Provenance ticket from 1891 for base metal impression
Schmidt, a 30 year old German living in Islington, planned to use a mixture of genuine and counterfeit sovereigns to set up in business as a furrier. He was not a professional counterfeiter but had contacts in the form of ‘several friends’ who assured him that they had been making counterfeit 20 mark coins for years but had not been caught.
On 11 May 1891 Schmidt approached Emile Schrier, a die-sinker who worked for the Bank of England. He requested that Schrier make him some coinage dies, but the die-sinker was an honest man. After hearing the would-be criminal’s proposal, he informed the Bank of England and the Treasury, who advised him to complete the job and set up his ‘client’
The counterfeit sovereign dies made by Emile Schrier alongside the bronze impression struck from them
On 5 September the unfortunate Schmidt was arrested as he left the die-sinker’s office with the dies wrapped in a brown paper parcel. Old Bailey records show that William Webster, the Treasury’s appointed Inspector of Coin, presented both the counterfeit dies and the specimens struck from them at Schmidt’s trial, which gives these objects additional provenance. Ultimately the Court found Schmidt guilty and he was sentenced to six years of penal servitude.
The Vauxhall Coiners
In direct contrast to the previous story, the next case begins with two names but no date. A small sovereign punch from the Museum’s collection is stored alongside an enigmatic note in an unknown hand which reads ‘Two men named Buckley and Andrews were arrested while working on this punch and were afterwards executed. Theirs was the last execution for forgery.’ With this scrap of information, and the recollections of our Senior Research Curator, it has been possible to piece together the tale of the Vauxhall Road Coiners, Daniel and Mary Ann Buckley, Jeremiah Andrews, Shadrach Walker, Daniel Pycroft and Mary Ann Patrick.

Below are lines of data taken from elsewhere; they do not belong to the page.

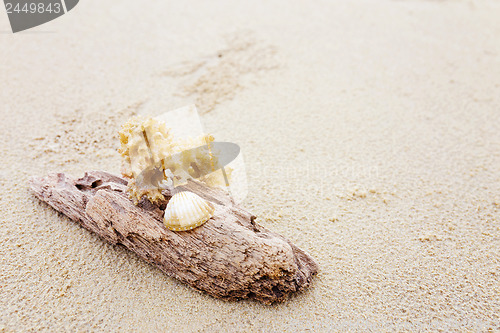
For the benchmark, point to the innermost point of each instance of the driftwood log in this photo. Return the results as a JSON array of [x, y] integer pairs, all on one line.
[[229, 257]]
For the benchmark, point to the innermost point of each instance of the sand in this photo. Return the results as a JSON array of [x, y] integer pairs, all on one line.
[[371, 136]]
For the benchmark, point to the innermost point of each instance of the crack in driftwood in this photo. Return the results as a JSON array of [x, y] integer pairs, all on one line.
[[229, 257]]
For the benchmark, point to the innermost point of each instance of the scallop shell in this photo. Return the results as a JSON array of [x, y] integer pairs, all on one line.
[[186, 211]]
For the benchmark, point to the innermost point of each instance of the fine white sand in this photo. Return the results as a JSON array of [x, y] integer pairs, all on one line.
[[371, 135]]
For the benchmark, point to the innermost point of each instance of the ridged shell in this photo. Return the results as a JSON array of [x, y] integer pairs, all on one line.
[[186, 211]]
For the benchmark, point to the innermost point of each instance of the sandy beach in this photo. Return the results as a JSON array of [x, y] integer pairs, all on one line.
[[371, 137]]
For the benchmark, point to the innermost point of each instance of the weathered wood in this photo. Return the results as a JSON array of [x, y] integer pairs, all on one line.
[[229, 257]]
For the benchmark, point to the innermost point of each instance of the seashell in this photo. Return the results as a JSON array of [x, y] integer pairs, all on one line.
[[186, 211]]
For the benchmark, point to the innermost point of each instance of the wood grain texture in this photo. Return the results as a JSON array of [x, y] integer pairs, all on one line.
[[229, 257]]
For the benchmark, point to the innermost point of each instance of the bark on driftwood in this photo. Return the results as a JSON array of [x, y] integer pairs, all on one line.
[[229, 257]]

Note accompanying sovereign punch
In the autumn of 1826 the illegal coiners were the subject of a stake-out. They were seen acting suspiciously, loading and unloading carts and bringing extremely heavy baskets to various locations around London. On 23 December police officers raided houses in Vauxhall, Newington and Greenwich to find an array of coining tools and thousands of counterfeit coins. It was suggested, based on the amount of evidence uncovered, that their weekly circulation of counterfeit money amounted to approximately 100 pounds, the equivalent of approximately £9,000 today. Needless to say the entire gang was arrested immediately. Andrews and Buckley were taken to one of London’s prison ships, the Port Mahon, to await trial. Buckley protested that they had only intended to carry on their coining operations for another three months had they not been discovered but he already knew what his fate would be. He asked the Principal Officer of the prison ship where he would die and told him that he had already bought a coffin.
At the trial in 1827 three of the men -Pycroft, Buckley and Andrews- were tried for high treason. Pycroft was the only one to call a character witness and it must have worked on the sympathies of the jury as he was acquitted. Buckley and Andrews, however, were found guilty and sentenced to death. Walker is recorded as having turned on the gang and given evidence against them, which is probably why he did not appear in the dock.
Counterfeit punch made by the Vauxhall Coiners
At the discretion of the Mint, the women were only charged with the misdemeanour of having procured 500 pieces of counterfeit money with the intent to ‘utter’ or pass them off as genuine coins. Daniel’s wife Mary Ann Buckley was acquitted but Mary Ann Patrick was not so lucky. She was sentenced to six months hard labour. Despite petitions made by Buckley, Andrews and their families for Parliament to overturn their sentences, the two men were executed on 23 April 1827.